Justin Williams came to the Washington Capitals as a free agent prior to the 2015-2016 season. He has proved to be a good addition to the team, scoring 22 goals and 52 total points, primarily playing as the right wing on the second line. Caps’ fans were not only entertained by his exploits on the ice but off the ice as well.
Prior to signing with the Caps, his son, Jaxon, said, “Daddy, if we don’t go back to L.A., you should play with Ovechkin, because he’s the best!”
In November of last year, the Caps held a “Fall Puck Surprise” to raise money for charity, and this time the fans who bought unsigned pucks got to meet Justin, who personally signed them. His daughter, Jade, accompanied him to the event. Little Jade held her dad’s leg with one hand while her other hand clasped a hockey stick.
Justin was famously captured swaying to the music of “Cotton Eyed Joe” during last year’s March 22 game against the Ottawa Senators. And when the Caps held their late season picture day, Justin’s hair was the star – in its poufy glory. Pictures of his hair, and Williams pre-shot preparation of it, went viral on the blogs and social media.
The last game of the season was Williams’ 1,000 game where he and his family were presented with a silver stick to commemorate his achievement. There were numerous tribute videos, including from his parents, Craig and Denise, complete with her “poufing” her hair similar to what her son did in the team picture.
— Washington Capitals (@Capitals) April 10, 2016
In the video below, you can view the full tribute video that was shown at the Verizon Center on April 10, 2016, prior to the start of the Capitals vs Ducks game where Justin was honored for playing 1,000 NHL games.
Here’s a little bit about Justin’s heritage that you probably didn’t know. While his mother’s side of the family contributed genetically to his full head of hair, his father’s side likely contributed, too. Over the off-season, I learned that Williams’ paternal grandmother was of Italian descent and from the personal experience of being married to an Italian, know that poufy hair is a typical characteristic of that ethnic group. Justin’s grandmother’s maiden name was Toppazzini and she had two brothers, Jerry and Zellio, who had played in the NHL and another brother, Ted, who played professional hockey but never played in the NHL. Just like so many others we see in the NHL, hockey is in Justin’s DNA via his paternal grandmother’s family.

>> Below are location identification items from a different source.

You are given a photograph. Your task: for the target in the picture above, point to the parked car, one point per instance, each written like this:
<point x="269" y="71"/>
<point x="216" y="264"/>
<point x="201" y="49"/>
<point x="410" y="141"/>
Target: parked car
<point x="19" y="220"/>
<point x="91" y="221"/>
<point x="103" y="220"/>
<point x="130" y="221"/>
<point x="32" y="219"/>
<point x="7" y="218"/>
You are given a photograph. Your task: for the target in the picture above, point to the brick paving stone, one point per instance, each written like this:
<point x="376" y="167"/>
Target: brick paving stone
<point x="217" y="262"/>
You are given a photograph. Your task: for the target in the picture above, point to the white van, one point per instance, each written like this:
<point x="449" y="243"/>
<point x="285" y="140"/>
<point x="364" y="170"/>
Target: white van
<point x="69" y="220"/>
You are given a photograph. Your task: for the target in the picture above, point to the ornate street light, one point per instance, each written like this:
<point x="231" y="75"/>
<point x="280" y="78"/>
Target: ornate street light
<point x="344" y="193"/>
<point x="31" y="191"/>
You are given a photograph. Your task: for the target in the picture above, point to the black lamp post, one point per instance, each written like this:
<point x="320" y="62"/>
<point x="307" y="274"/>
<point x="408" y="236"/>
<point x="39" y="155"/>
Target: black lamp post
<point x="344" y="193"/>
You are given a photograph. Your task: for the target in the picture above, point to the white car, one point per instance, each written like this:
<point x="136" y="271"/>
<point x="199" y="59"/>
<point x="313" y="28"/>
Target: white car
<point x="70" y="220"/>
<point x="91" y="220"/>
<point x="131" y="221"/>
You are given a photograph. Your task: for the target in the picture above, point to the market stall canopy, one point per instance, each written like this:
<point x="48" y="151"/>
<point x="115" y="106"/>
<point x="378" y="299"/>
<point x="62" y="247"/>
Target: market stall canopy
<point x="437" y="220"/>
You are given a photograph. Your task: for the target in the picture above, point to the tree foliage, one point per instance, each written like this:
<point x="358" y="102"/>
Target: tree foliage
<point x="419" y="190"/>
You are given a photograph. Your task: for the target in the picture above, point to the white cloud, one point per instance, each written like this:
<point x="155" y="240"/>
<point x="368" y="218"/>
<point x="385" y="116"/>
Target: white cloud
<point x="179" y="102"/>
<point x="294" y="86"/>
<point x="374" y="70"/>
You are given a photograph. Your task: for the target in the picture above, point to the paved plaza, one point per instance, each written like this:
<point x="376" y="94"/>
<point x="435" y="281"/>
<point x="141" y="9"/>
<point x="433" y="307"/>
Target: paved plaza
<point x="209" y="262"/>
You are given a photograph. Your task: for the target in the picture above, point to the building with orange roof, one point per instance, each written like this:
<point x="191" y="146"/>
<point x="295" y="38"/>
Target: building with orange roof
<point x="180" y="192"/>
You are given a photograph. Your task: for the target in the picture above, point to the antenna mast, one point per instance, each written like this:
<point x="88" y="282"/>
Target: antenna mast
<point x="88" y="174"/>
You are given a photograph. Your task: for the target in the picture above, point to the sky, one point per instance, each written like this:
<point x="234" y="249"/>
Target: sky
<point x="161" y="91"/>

The more well-known of those two brothers was Jerry “Topper” Toppazzini who had played twelve seasons, primarily with the Boston Bruins. He was a forward who was a skilled defensive specialist and had set the league record for short-handed goals with seven. He came up with the Bruins in 1954 but was traded to the Chicago Blackhawks and then to the Detroit Red Wings but returned to Boston in 1956, staying there for the next nine years. The Bruins had made the playoffs during four seasons of his tenure there, losing in the Stanley Cup Finals three times and in the semi-finals one other time. On October 16, 1960, Jerry substituted for the Bruins’ goalie, Don Simmons, who was injured with 30 seconds left in a match. With that appearance, he was the last position player to substitute in goal in an NHL game. After his playing career was over, he coached for the Springfield Kings in the AHL for two years and, after that, coached for the Sudbury Wolves in the Ontario Hockey Association (OHA). After retiring from coaching, he opened a men’s clothing store in Sudbury and also operated a Bruins’ themed bar there called Beef n’ Bird.
Zellio, Jerry’s older brother, also played in the NHL, playing 123 games with the Boston Bruins, New York Rangers, and Chicago Blackhawks over a period of 12 years. He had spent most of his career with the Providence Reds minor league team. In 2000, the Rhode Island Reds Heritage Society named Toppazzini its “Player of the Century”. There certainly is a family resemblance between Zellio and Justin from the looks of Zellio’s picture shown here.
Incidentally, there is a Topper’s Pizza restaurant chain in Sudbury, Ontario that was founded by a Giuseppi Toppazzini. At the present time, his grandchildren run that chain. I have not yet discovered if the family running Topper’s Pizza is related to Justin Williams’ paternal grandmother but I wouldn’t be surprised to find a relation.